Geoffrey Gray: Skyjack: The Hunt For D.B. Cooper
Initially a straightforward investigation into the identity of “D.B. Cooper”—the anonymous perpetrator of the only unsolved American airline hijacking—Geoffrey Gray’s Skyjack follows a pattern similar to David Fincher’s Zodiac, as a crime with major iconic significance continues to linger unsolved, deranging everyone who tries to crack it. While many books have been published about the case, they’ve mostly been written by people trying to prove that one suspect or another was the real criminal. Gray instead pursues all the threads and comes up short.
The tone is established via a paranoid epigraph from Richard Nixon: “We’re up against an enemy, a conspiracy. They are using any means. We are going to use any means.” The opening third reconstructs the actual hijacking of a Northwest Orient 727 going from Portland to Seattle on November 24, 1971, an event unfolding against widespread turmoil in the airline industry. Boeing had fired half its workforce after launching the risky 747, Northwest Orient had just been shaken by a strike, and planes were being hijacked worldwide once a week. With the recession still on, airlines were refusing to pay to install metal detectors, and Gray claims they instead made stewardesses “the new panacea; they’ve become sex objects, redirecting passengers’ fears. At Southwest, the stews wear white leather boots with porn-star laces and tangerine hot pants.”
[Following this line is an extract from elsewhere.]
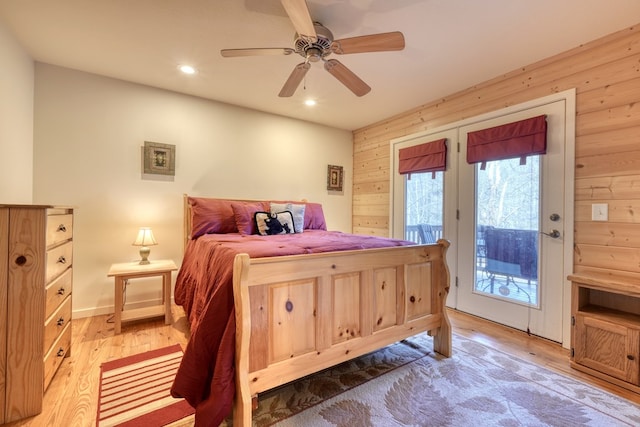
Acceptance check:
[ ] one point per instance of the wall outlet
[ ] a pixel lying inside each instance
(600, 212)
Details and context like that put Gray’s recreation of events above the average. The success of the rest of the book depends on readers’ willingness to accept the tone of sweaty paranoia coating much of the prose. “Please, Tina, Please,” Gray begs while hoping for a phone call back from a key witness. “I send her telepathic messages, mental beams aimed to direct her hands to her telephone receiver.” Passages like this pop up regularly in various shades of purple, sympathetically aligning the author with the many people haunted by the case.
Gray offers Cooper as a refracting lens for a diverse group of people, many traumatized by their experiences in the 1960s and ’70s, from suspects like Bobby/Barbara Dayton to Jerry Thomas, a Vietnam veteran who’s spent 22 consecutive years combing the patch of forest where the FBI concluded Cooper landed after parachuting from the plane he hijacked. (That landing site could’ve been wrong.) Taken together, the period-sharp details and increasingly outlandish tangles of futile theorizing create a momentum of their own. In the absence of conclusive evidence for any suspect, this panoramic overview has its own kind of downbeat satisfaction.